Because of the varying outcomes in negative margins and lymph node yield, there has been a lack of consensus regarding the oncologic appropriateness of robotic distal pancreatectomy in malignancy. [17, 18]  The 2020 I-MIPS guidelines stated that both laparoscopic distal pancreatectomy and robotic distal pancreatectomy are safe and feasible and suggested that the choice of technique should be based on surgeons’ experience and local resources. [12]

Murakawa et al evaluated short- and long-term outcomes in 49 consecutive patients who underwent radical antegrade modular pancreatosplenectomy (RAMPS; see Technique) for pancreatic cancer. [19]  They reported a median operating time of 278 minutes (range, 140-625), a median intraoperative blood loss of 850 mL (range, 60-2790), an overall morbidity of 51.4%, and a mortality of 0%. After follow-up (median, 41.1 mo), the overall survival rate was 84.1% at 1 year and 38.6% at 3 years. Median overall survival was 22.6 months.

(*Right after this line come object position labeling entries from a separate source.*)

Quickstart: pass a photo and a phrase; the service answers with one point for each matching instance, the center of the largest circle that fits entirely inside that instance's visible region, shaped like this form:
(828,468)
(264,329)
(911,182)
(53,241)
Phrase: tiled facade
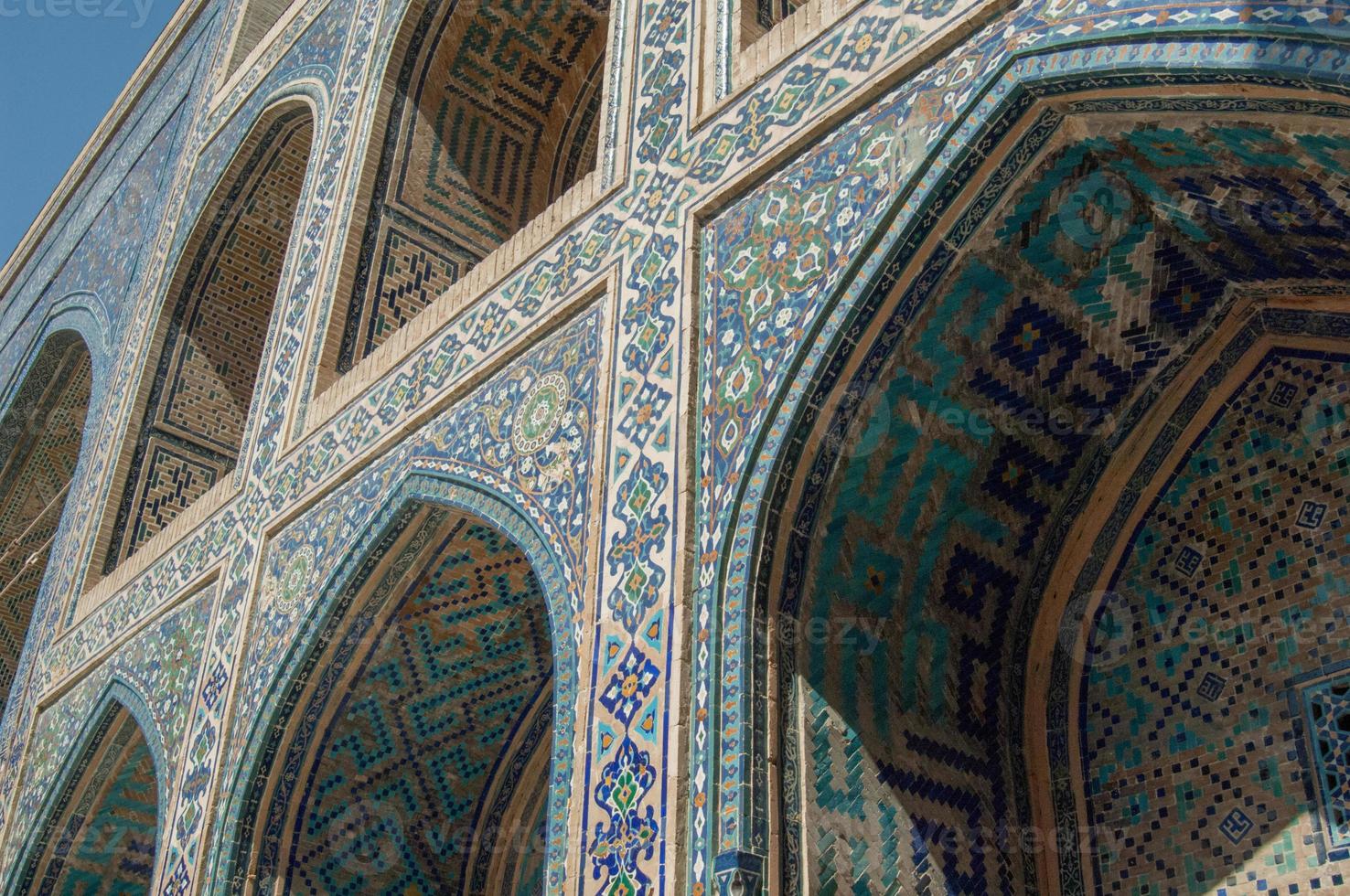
(691,437)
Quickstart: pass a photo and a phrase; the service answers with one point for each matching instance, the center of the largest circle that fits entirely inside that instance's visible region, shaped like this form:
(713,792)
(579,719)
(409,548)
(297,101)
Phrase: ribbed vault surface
(1111,260)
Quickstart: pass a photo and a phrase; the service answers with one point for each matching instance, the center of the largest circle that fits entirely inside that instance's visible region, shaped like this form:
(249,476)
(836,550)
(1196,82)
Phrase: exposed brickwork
(496,118)
(204,378)
(42,434)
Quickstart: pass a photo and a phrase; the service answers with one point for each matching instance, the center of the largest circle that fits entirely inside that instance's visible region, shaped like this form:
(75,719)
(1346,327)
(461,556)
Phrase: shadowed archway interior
(493,112)
(1213,679)
(423,749)
(100,839)
(39,444)
(215,326)
(912,559)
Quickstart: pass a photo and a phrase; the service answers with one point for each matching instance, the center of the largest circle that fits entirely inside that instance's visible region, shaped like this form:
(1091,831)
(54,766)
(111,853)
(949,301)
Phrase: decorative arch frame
(278,734)
(116,697)
(851,335)
(301,96)
(393,59)
(70,317)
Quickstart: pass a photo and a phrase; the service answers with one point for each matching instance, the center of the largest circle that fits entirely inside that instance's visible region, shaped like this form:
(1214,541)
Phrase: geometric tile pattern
(342,46)
(524,436)
(105,841)
(445,680)
(494,116)
(39,448)
(1063,308)
(748,362)
(1326,706)
(1191,731)
(204,376)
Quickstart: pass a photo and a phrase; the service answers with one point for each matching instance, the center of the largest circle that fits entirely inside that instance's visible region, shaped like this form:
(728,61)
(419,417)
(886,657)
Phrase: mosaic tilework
(104,841)
(817,82)
(1188,790)
(536,411)
(39,443)
(1324,706)
(494,118)
(991,401)
(445,680)
(204,379)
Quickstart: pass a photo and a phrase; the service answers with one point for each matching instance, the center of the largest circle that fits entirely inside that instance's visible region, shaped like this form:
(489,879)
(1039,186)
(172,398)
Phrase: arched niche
(878,689)
(488,115)
(417,742)
(39,444)
(198,389)
(99,830)
(1187,658)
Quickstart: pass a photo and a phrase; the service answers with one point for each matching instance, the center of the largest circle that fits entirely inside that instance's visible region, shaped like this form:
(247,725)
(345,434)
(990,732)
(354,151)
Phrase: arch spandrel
(748,141)
(535,490)
(820,515)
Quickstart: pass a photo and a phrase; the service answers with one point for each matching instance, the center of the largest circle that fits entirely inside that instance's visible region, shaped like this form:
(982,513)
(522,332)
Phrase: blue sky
(62,64)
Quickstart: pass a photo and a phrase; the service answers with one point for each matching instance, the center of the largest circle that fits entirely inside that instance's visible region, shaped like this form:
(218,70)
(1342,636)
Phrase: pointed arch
(508,818)
(488,115)
(100,827)
(845,432)
(213,328)
(41,439)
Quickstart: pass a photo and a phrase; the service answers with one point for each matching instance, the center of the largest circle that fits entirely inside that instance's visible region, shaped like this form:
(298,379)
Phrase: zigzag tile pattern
(425,728)
(204,378)
(1109,261)
(105,838)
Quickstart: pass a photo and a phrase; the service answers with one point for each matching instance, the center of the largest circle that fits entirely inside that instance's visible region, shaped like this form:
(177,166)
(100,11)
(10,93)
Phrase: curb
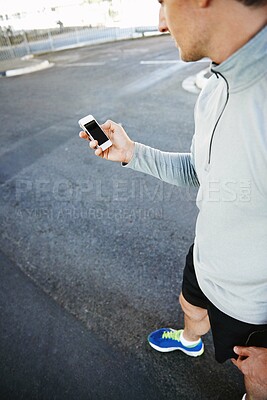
(26,70)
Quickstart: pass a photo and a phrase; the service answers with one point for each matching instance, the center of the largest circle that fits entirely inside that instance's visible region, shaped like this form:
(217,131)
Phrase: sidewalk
(24,65)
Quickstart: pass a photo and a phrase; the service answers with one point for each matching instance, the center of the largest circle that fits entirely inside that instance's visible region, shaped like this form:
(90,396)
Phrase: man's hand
(252,362)
(122,148)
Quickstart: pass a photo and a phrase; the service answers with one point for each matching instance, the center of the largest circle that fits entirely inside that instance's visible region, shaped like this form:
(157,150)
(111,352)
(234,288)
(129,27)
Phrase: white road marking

Abe et al studied 93 patients who underwent treatment of pancreas body and tail adenocarcinoma, comparing the results of standard retrograde pancreatosplenectomy (SRPS; n = 40) with those of RAMPS (n = 53). [20] In the RAMPS group, more lymph nodes were retrieved (28.4 ± 11.6 vs 20.7 ± 10.1), R0 resection was more frequent (90.5% vs 67.5%), there was less intraoperative bleeding (485.4 ± 63.3 mL vs 682.3 ± 72.8 mL), and operating time was shorter (267.3 ± 11.5 min vs 339.4 ± 13.2 min). 

Huo et al, in a meta-analysis of seven studies (N = 474) comparing RAMPS with SRPS in patients with left-side pancreatic cancer, found that the RAMPS group had a better overall survival than the SRPS group. [21] Significantly more lymph nodes were harvested in the RAMPS group, and this group also showed reductions in blood loss and recurrence rate. More high-quality clinical trials would be required to confirm these findings.